About this deal
Creates a criterion that measures the loss given input tensors x 1 x_1 x 1 , x 2 x_2 x 2 and a Tensor label y y y with values 1 or -1. The DimeNet++ from the "Fast and Uncertainty-Aware Directional Message Passing for Non-Equilibrium Molecules" paper. The Efficient Graph Convolution from the "Adaptive Filters and Aggregator Fusion for Efficient Graph Convolutions" paper. Applies layer normalization over each individual example in a batch of features as described in the "Layer Normalization" paper. g., the j j j-th channel of the i i i-th sample in the batched input is a 3D tensor input [ i , j ] \text{input}[i, j] input [ i , j ]).

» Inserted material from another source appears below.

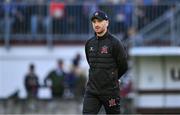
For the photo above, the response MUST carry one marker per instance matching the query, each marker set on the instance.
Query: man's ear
(107, 24)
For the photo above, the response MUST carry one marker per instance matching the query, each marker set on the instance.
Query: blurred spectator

The Adversarially Regularized Graph Auto-Encoder model from the "Adversarially Regularized Graph Autoencoder for Graph Embedding" paper.Notably, all aggregations share the same set of forward arguments, as described in detail in the torch_geometric.
The path integral based convolutional operator from the "Path Integral Based Convolution and Pooling for Graph Neural Networks" paper. The Graph Neural Network from the "Semi-supervised Classification with Graph Convolutional Networks" paper, using the GCNConv operator for message passing.

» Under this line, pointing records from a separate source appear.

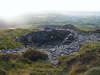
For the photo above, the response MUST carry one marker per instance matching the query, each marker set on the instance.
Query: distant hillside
(83, 19)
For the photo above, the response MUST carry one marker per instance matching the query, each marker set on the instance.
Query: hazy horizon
(12, 8)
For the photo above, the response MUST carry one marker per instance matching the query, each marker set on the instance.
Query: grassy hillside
(84, 62)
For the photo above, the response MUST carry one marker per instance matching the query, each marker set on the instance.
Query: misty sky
(10, 8)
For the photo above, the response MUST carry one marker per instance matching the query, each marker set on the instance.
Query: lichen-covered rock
(65, 40)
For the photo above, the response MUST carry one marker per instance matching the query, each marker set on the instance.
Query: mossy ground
(84, 62)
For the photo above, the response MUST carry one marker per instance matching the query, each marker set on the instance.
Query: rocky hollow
(58, 41)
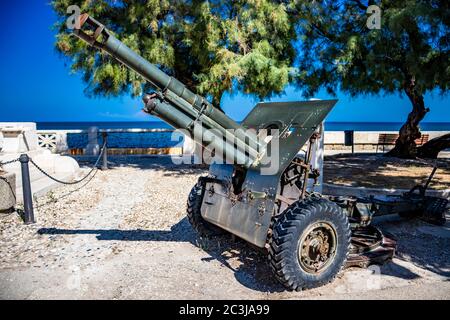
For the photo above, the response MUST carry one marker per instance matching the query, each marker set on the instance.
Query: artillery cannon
(309, 237)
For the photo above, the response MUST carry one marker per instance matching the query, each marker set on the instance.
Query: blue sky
(35, 85)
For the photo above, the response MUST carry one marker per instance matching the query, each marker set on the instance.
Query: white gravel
(125, 235)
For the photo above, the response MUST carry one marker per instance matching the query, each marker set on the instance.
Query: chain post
(105, 151)
(26, 190)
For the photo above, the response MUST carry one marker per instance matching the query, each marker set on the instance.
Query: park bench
(389, 139)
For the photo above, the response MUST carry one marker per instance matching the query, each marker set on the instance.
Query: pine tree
(210, 46)
(409, 55)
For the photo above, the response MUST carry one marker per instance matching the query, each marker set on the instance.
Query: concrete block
(65, 165)
(7, 190)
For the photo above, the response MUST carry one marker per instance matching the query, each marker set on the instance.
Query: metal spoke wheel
(317, 247)
(309, 244)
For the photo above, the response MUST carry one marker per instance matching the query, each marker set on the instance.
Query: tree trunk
(432, 148)
(405, 147)
(216, 102)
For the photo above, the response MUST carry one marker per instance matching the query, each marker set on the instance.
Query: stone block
(7, 190)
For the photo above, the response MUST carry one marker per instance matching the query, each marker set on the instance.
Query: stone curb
(338, 190)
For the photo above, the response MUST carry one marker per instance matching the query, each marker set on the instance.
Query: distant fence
(120, 141)
(165, 141)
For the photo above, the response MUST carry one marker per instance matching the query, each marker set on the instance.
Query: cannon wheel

The label embedding and masking layer from the "Masked Label Prediction: Unified Message Passing Model for Semi-Supervised Classification" paper. The powermean aggregation operator based on a power term, as described in the "DeeperGCN: All You Need to Train Deeper GCNs" paper. The Gini coefficient from the "Improving Molecular Graph Neural Network Explainability with Orthonormalization and Induced Sparsity" paper.
Applies the Softplus function Softplus ( x ) = 1 β ∗ log ( 1 + exp ( β ∗ x ) ) \text{Softplus}(x) = \frac{1}{\beta} * \log(1 + \exp(\beta * x)) Softplus ( x ) = β 1 ∗ lo g ( 1 + exp ( β ∗ x )) element-wise. The approximate personalized propagation of neural predictions layer from the "Predict then Propagate: Graph Neural Networks meet Personalized PageRank" paper. Creates a criterion that optimizes a two-class classification logistic loss between input tensor x x x and target tensor y y y (containing 1 or -1). Performs Deep Sets aggregation in which the elements to aggregate are first transformed by a Multi-Layer Perceptron (MLP) \(\phi_{\mathbf{\Theta}}\), summed, and then transformed by another MLP \(\rho_{\mathbf{\Theta}}\), as suggested in the "Graph Neural Networks with Adaptive Readouts" paper. The Light Graph Convolution (LGC) operator from the "LightGCN: Simplifying and Powering Graph Convolution Network for Recommendation" paper.First, aggregations can be resolved from pure strings via a lookup table, following the design principles of the class-resolver library, e.